Blockchain News

SHIB could be headed for a bearish retracement and evidence suggests…

In the fast-paced world of cryptocurrency, Shiba Inu (SHIB) has recently captured the attention of investors with its remarkable bullish performance. However, as its social prominence rises, so does the likelihood of a market retracement. This article delves into the evolving fate of this digital asset as it heads into the weekend. In the last 24 hours, SHIB has surged to a new three-month high, peaking at $0.0000106 just before the time of writing. This achievement outshines its prior high set on August 5th. While SHIB’s Relative Strength Index (RSI) previously reached overbought levels on the same day, the current RSI stands notably lower, possibly indicating a shift in momentum.

RSI Divergence and Emerging Bearish Signals:

The evolving relationship between SHIB’s price and its RSI suggests a noteworthy price-RSI divergence, which could imply that the strong bullish momentum is beginning to wane. This observation coincides with the RSI once again approaching overbought territory, while the price has successfully crossed above its 200-day moving average. On the social media front, a prominent analyst known as @ali_charts has identified a TD sequential pattern forming on SHIB’s price chart. This pattern is typically indicative of trend exhaustion and potential reversals. The convergence of the TD sequential pattern and the price-RSI divergence underscores the possibility of SHIB entering a bearish pivot

Analyzing On-Chain Data:

To substantiate these observations, an exploration of Shiba Inu’s on-chain metrics is essential. A significant aspect to consider is whale activity, which can shed light on potential market movements. A bearish retracement often manifests through increased sell pressure from large holders. SHIB’s supply distribution analysis indicates heightened selling pressure from addresses possessing between 1 million and 100 million coins, depicted in red and orange. Notably, outflows from these addresses have been recorded over the past four days. Although this suggests that certain whales are capitalizing on profits, it’s important to note that these addresses account for less than 4% of SHIB’s overall circulating supply.

Dominance of Major Holders and Rising Activity:

It’s noteworthy that addresses holding over 1 billion SHIB coins collectively possess a staggering 96.53% of the token’s total supply. Interestingly, these addresses have maintained a stable position, showing no signs of outflows as of yet. On a different note, SHIB’s transaction count has experienced a consistent upswing over the past four days. Additionally, there has been a modest increase in trading volume within the same timeframe. Such heightened activity could potentially be a manifestation of selling pressure, particularly as multiple indicators suggest a weakening bullish stance. This combination of factors suggests a scenario in which SHIB could be poised for its next bearish retracement.

As Shiba Inu’s market dynamics shift, its recent bullish rally faces growing challenges. With a notable price-RSI divergence, the emergence of a TD sequential pattern, and increased selling pressure from a subset of whale addresses, the potential for a bearish pivot gains prominence.
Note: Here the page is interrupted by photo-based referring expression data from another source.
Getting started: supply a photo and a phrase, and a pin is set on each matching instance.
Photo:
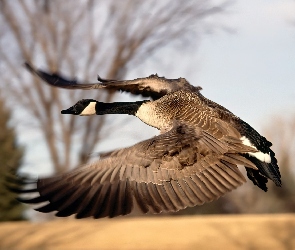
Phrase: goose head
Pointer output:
(84, 107)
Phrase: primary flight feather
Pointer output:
(194, 160)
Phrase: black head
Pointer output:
(82, 107)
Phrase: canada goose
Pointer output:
(194, 159)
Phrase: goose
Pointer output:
(192, 161)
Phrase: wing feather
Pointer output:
(167, 181)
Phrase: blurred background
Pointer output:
(241, 52)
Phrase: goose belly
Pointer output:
(153, 115)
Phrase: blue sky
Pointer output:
(250, 71)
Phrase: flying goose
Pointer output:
(194, 159)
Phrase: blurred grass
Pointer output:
(182, 232)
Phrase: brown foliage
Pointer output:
(82, 38)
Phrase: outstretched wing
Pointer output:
(152, 86)
(182, 168)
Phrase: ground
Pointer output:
(181, 232)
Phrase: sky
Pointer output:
(250, 71)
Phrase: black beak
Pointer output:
(70, 111)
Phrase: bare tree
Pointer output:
(82, 38)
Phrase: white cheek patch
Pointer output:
(259, 155)
(89, 110)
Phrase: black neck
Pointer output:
(129, 108)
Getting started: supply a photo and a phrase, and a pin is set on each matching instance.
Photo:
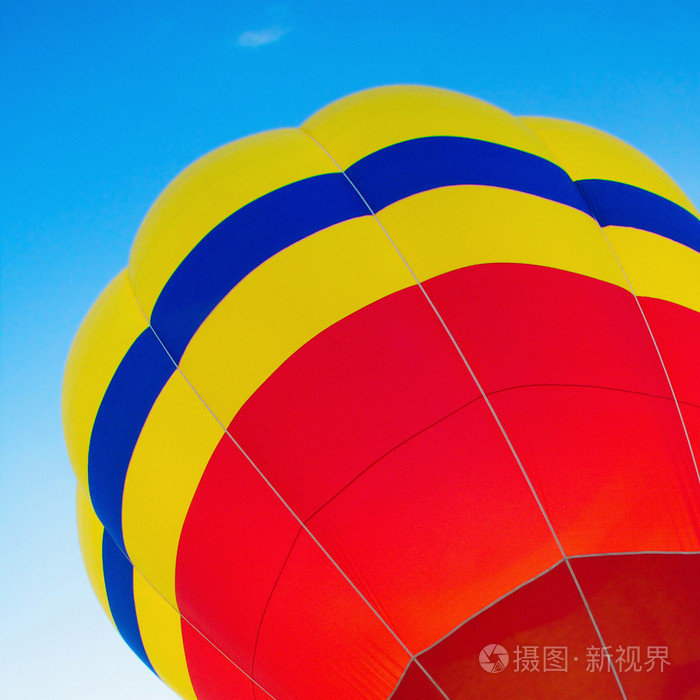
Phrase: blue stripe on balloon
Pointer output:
(618, 204)
(119, 582)
(240, 243)
(419, 165)
(280, 218)
(134, 388)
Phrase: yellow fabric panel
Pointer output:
(104, 337)
(283, 304)
(90, 533)
(639, 252)
(454, 227)
(161, 633)
(586, 153)
(168, 461)
(360, 124)
(210, 190)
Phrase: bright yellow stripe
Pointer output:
(161, 633)
(640, 252)
(107, 332)
(283, 304)
(168, 461)
(210, 190)
(363, 123)
(586, 153)
(90, 532)
(454, 227)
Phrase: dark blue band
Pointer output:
(119, 582)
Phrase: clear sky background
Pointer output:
(102, 104)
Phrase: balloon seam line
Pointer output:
(469, 403)
(658, 352)
(489, 405)
(494, 602)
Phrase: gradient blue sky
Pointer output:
(104, 103)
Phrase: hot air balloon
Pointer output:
(402, 403)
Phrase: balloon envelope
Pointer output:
(404, 402)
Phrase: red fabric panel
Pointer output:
(648, 600)
(691, 417)
(416, 686)
(612, 469)
(548, 612)
(349, 396)
(438, 528)
(319, 640)
(523, 324)
(234, 542)
(213, 676)
(677, 333)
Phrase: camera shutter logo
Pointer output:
(493, 658)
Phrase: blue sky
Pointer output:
(104, 103)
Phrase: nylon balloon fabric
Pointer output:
(403, 403)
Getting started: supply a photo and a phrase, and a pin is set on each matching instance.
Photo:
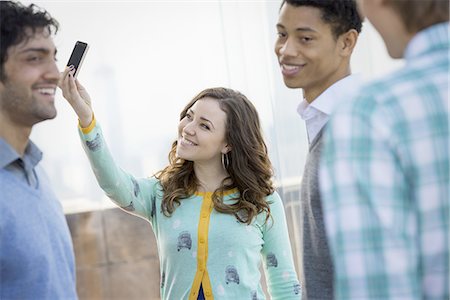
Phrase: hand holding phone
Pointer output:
(77, 56)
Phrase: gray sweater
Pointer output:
(317, 265)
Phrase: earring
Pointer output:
(225, 161)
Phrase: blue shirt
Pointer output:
(36, 252)
(385, 180)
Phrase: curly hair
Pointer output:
(18, 23)
(250, 170)
(342, 15)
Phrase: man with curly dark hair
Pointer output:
(36, 252)
(315, 42)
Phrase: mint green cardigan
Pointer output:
(198, 245)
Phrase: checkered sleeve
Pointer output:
(384, 187)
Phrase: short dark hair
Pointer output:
(418, 15)
(15, 21)
(342, 15)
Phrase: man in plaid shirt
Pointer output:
(385, 166)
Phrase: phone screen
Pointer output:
(77, 56)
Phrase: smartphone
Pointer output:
(77, 56)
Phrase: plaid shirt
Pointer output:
(385, 180)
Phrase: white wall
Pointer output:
(147, 59)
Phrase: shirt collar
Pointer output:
(330, 98)
(8, 154)
(432, 38)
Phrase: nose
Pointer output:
(52, 72)
(287, 48)
(188, 129)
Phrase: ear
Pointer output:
(226, 149)
(347, 42)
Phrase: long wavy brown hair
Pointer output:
(249, 168)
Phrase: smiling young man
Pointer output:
(315, 41)
(36, 253)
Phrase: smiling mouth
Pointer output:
(47, 91)
(289, 70)
(187, 142)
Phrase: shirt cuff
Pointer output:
(91, 126)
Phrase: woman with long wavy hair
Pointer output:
(213, 209)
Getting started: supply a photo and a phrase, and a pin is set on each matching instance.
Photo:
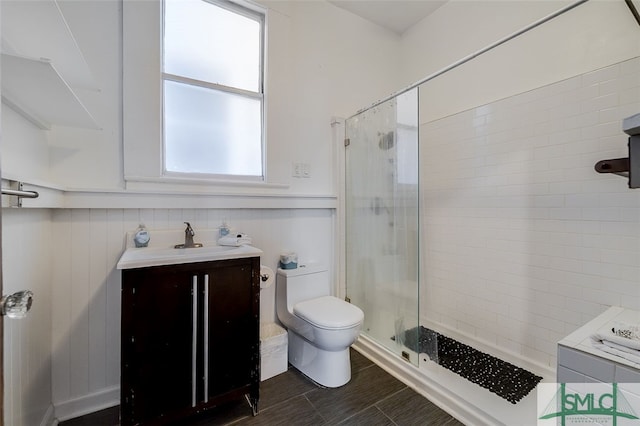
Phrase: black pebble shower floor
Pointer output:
(500, 377)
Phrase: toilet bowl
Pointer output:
(321, 327)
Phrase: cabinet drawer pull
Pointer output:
(194, 338)
(206, 337)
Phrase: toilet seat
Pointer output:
(329, 312)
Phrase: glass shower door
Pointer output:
(381, 201)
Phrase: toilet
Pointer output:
(321, 327)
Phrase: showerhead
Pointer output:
(387, 141)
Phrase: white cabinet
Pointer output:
(575, 366)
(580, 362)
While SHIB’s dominant addresses remain stable, heightened transaction counts and trading volume imply a potential shift towards bearish sentiment. As the weekend unfolds, investors and enthusiasts are advised to closely monitor these indicators to gauge the trajectory of SHIB’s market performance.
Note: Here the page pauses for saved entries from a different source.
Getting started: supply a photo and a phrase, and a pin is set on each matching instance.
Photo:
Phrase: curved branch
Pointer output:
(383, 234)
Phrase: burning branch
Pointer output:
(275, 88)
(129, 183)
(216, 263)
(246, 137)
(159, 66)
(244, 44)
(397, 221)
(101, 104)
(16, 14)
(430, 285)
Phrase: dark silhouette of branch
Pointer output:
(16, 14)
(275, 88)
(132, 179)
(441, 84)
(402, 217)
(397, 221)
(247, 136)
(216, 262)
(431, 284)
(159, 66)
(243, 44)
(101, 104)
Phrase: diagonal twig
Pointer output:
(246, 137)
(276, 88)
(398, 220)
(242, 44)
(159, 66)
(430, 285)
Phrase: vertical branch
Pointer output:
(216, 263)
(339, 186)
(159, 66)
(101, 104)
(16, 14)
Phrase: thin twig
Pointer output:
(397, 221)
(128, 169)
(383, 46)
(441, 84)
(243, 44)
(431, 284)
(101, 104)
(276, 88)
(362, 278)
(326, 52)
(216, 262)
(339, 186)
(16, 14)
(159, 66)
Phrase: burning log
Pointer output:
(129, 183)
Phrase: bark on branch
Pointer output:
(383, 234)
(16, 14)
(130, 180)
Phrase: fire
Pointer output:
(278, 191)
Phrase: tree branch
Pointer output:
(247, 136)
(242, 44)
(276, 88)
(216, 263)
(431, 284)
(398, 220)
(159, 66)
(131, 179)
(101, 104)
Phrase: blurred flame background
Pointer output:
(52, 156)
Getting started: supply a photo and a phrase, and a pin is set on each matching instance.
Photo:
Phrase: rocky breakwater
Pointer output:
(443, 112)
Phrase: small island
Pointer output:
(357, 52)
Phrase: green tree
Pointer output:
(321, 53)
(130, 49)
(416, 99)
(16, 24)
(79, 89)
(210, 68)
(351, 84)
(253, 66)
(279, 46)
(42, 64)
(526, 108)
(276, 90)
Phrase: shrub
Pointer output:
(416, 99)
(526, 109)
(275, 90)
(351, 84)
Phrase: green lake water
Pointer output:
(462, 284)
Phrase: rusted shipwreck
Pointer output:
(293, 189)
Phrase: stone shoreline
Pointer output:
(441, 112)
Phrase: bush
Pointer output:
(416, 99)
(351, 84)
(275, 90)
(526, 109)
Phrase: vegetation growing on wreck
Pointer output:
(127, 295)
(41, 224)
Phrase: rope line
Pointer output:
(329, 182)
Crypto products and NFTs are unregulated and can be highly risky. There may be no regulatory recourse for any loss from such transactions. Crypto is not a legal tender and is subject to market risks. Readers are advised to seek expert advice and read offer document(s) along with related important literature on the subject carefully before making any kind of investment whatsoever. Crypto market predictions are speculative and any investment made shall be at the sole cost and risk of the readers.